HTML Formatter の圧縮では、以下4タグの中身は触らずに保持します:

タグ中身触ると起きること
<pre>整形済みテキスト改行・空白が消えて表示崩れ
<textarea>フォーム初期値フォームに余分な空白が入る
<script>JavaScript構文エラー / // コメント連鎖
<style>CSS構文エラー / セレクタ崩壊

これらに共通するのは「中身がHTMLではない」ということです。


1. <pre> :空白に意味がある

<pre>
  function f() {
    return 1;
  }
</pre>

<pre>preformatted text(整形済みテキスト)の略で、ブラウザは改行・連続空白をそのまま表示します。CSSで言えば white-space: pre 相当。

ここを圧縮で <pre>function f() { return 1; }</pre> のように1行にすると、コードブロックが完全に崩壊します。


2. <textarea> :初期値が見える形で出る

<textarea>
  デフォルトテキスト
</textarea>

<textarea> の開始タグ直後の改行と、終了タグ直前のインデントはそのままフォームの初期値になります。圧縮で空白を削ると、フォームに「余分なスペース」が入って見える、または逆に必要な改行が消える事故が起きます。

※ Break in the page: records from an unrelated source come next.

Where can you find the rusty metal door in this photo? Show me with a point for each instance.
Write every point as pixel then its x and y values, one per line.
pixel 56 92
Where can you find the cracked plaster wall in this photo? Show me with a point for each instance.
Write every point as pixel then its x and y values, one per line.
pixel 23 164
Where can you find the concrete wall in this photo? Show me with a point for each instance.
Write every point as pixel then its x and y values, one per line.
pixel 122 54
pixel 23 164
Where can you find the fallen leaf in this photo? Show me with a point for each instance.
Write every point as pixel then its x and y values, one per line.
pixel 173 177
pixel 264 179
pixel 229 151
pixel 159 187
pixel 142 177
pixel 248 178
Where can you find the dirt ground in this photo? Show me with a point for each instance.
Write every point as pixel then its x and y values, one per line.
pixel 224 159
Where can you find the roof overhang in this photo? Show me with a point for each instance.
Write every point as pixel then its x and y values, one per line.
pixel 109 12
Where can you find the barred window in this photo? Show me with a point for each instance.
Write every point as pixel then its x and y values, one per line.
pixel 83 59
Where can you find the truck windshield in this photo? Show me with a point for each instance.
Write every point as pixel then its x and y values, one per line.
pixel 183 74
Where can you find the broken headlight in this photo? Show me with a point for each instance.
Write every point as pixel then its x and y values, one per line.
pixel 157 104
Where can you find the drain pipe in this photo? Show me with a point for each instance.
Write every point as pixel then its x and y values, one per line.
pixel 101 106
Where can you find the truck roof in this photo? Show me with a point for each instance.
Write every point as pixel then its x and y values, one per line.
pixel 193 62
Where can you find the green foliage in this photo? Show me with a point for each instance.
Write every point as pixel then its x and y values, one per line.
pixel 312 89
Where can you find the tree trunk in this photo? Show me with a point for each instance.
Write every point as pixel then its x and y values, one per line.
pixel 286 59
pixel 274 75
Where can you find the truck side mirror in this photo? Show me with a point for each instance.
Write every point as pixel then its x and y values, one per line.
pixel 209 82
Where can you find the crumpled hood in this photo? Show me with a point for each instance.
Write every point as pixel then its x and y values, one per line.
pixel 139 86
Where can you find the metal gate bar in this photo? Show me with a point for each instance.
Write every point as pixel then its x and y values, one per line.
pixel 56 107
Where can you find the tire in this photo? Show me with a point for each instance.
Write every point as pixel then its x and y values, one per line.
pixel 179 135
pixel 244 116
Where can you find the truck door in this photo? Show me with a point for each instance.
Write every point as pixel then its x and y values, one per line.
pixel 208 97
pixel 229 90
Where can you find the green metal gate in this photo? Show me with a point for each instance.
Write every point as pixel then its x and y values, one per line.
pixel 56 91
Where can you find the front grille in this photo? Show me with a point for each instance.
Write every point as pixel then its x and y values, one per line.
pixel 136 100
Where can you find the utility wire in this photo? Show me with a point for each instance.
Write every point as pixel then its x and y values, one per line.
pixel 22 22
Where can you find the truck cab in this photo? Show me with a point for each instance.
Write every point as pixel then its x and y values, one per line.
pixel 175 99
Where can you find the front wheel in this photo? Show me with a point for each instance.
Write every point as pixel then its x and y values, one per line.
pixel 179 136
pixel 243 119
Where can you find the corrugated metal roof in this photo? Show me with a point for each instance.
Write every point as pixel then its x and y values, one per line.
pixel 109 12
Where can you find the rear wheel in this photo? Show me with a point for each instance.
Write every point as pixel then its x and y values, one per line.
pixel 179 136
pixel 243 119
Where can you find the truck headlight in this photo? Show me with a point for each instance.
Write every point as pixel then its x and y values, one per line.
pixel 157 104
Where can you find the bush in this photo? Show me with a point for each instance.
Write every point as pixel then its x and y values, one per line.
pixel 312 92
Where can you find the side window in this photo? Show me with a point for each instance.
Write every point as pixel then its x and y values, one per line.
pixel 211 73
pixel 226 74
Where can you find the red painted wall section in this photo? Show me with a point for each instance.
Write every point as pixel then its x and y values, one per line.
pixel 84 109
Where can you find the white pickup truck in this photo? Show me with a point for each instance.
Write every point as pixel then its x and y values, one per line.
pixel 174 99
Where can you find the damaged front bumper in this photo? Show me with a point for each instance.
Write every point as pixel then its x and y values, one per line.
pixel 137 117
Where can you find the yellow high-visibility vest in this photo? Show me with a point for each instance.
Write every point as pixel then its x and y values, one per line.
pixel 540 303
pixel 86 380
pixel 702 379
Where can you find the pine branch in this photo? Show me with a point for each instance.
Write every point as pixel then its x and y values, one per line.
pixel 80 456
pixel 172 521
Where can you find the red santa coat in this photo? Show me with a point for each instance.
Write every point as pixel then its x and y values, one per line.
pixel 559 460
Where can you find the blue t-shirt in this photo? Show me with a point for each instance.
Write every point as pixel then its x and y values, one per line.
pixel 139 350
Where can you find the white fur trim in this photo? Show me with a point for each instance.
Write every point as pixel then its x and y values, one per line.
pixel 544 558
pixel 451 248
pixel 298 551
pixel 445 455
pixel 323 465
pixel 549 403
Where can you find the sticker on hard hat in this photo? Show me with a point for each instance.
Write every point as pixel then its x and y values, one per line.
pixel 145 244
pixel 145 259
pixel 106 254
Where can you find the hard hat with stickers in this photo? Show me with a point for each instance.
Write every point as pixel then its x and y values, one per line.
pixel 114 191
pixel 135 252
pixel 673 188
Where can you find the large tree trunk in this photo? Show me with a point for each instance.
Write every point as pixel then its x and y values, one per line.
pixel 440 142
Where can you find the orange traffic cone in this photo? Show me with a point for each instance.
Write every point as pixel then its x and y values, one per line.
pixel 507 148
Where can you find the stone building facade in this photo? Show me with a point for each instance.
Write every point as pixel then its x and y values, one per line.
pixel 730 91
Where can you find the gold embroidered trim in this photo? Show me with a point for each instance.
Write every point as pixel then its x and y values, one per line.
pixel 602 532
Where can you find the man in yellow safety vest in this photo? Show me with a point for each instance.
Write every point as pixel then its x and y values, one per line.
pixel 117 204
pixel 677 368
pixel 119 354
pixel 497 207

3. <script> :JavaScriptの言語ルールが効く

<script>
// このコメントを忘れずに
console.log("hi");
</script>

<script> の中身はHTMLパーサではなくJavaScriptパーサが処理します。HTMLとして空白を削ると:

<script>// このコメントを忘れずに console.log("hi");</script>

// 以降が全部コメント化して console.log まで実行されません。改行は文の区切りとして意味を持ちます。

自動セミコロン挿入(ASI)の罠

return
  { value: 1 }

JavaScriptのASIにより、これは return undefined; { value: 1 }; と解釈されます。圧縮で改行を消すと挙動が変わるパターンです。


4. <style> :CSSの言語ルールが効く

<style>
.btn {
  color: red;
}
</style>

<style> の中身はCSSパーサで処理されます。HTMLとして圧縮してもたいてい壊れません(CSSは空白に寛容)が、@media (max-width: 768px)( 直前空白などはケースによって意味が変わります。

そもそも本ツールの圧縮では「タグ間の空白」が削除対象なので、<style> 内のCSSは触らないのが安全です。


なぜ「整形」では保護しなくていいのか

整形処理(Prettier)は、各タグの内容をそれぞれ専用パーサで解析します:

  • <script> は babel/typescript パーサで整形
  • <style> は postcss パーサで整形
  • <pre>htmlWhitespaceSensitivity: "css" 設定により中身に手を入れない
  • <textarea> も同様に保持

つまり整形は構文を理解しているので壊れない圧縮はregex方式で構文を理解できないので保護が必要、というのが理由です。


保護されないが注意すべきタグ

<title><meta> の中身

中身は短いので問題は起きにくいですが、<title> My Site </title> のような前後空白は、ブラウザのタブ表示でトリミングされて見えません。圧縮しても表示は変わらないことが多いです。

<code><pre> で囲まれていない場合)

インライン <code> の中身は通常のテキストとして扱われます。中の連続空白は1個に圧縮される可能性がありますが、インライン用途なら問題ないことが多いです。

コメント <!-- -->

通常コメントは削除されます。ただし <!--[if IE]> のような条件付きコメントは保護対象です。


「保護したいタグを増やす」必要があるか

例えば <table> のセル間空白を保護したい、というケースは通常ありません。テーブルは display: table のセルがレイアウトを決めるため、HTMLソース上の空白に依存しないからです。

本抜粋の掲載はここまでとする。